The Consortium, composed of researchers at 11 clinical sites, will study the genetic basis of dilated cardiomyopathy (DCM) over the next five years. The study is called “Precision Medicine for Dilated Cardiomyopathy in European and African Ancestry.”
Dilated cardiomyopathy (DCM) is a condition in which the heart muscle weakens and the left ventricle enlarges. DCM is the most common cause for patients needing a heart transplant and it is responsible for about one in three cases of heart failure.
“Newly diagnosed DCM is commonly labeled ‘idiopathic,’ or ‘cause unknown’,” said Hershberger, a heart failure and heart transplant cardiologist and director of the Division of Human Genetics at Ohio State’s Wexner Medical Center. “A consensus has emerged that DCM in close family members results from genetic disease, however most DCM is diagnosed in people who have no obvious family connection. We hypothesize almost all idiopathic DCM has a genetic basis.”
Hershberger also says proving this hypothesis will transform understanding of DCM and lay the foundation for precision medicine in DCM. Precision medicine seeks to prevent disease and improve medical practice using genetic information.
With the grant funding, the researchers will conduct cardiovascular phenotyping of 1,300 people with DCM and their 5,200 family members from across the United States.
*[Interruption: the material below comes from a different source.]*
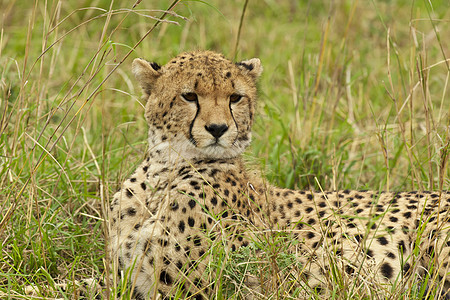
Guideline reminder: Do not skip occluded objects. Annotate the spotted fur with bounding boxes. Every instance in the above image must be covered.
[108,51,450,299]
The team will determine the frequency of a familial link to DCM in patients of European and African ancestry, funded by the NHLBI. Funding from the NHGRI will add families of Hispanic ethnicity.
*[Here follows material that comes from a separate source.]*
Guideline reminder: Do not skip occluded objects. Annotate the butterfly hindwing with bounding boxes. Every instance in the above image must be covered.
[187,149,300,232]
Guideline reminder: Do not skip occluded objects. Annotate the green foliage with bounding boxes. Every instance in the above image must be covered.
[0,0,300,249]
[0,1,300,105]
“We believe gathering race-specific data is critical to our understandings,” Hershberger said. “Far too often, minorities are under-represented in genetic studies.”
The team will also sequence the exomes (the approximate 20,000 genes in the human genome) of individuals with DCM and then return genetic results in a randomized study to learn how to improve family-based communication of genomic risk.
This new research is the latest development in more than 20 years of Hershberger and his team looking for ways to translate discoveries about DCM genetics into prevention and early treatment.
“We believe the new information derived from this study will help physicians understand DCM as a genetic disease. This new insight will help prevent DCM in family members and the morbidity and mortality from heart failure that follows,” Hershberger said.
Collaborating members of the Consortium include: Baptist Health South Florida, Cleveland Clinic, Houston Methodist Hospital, MedStar Health, Stanford Health Care, Tufts Medical Center, University of Maryland Medical Center, University of Mississippi Medical Center, University of Pennsylvania Health System and UW Medical Center/UW Medicine.
Additional collaborators include the departments of Genome Sciences and Bioethics and Humanities at the University of Washington and Nationwide Children’s Hospital.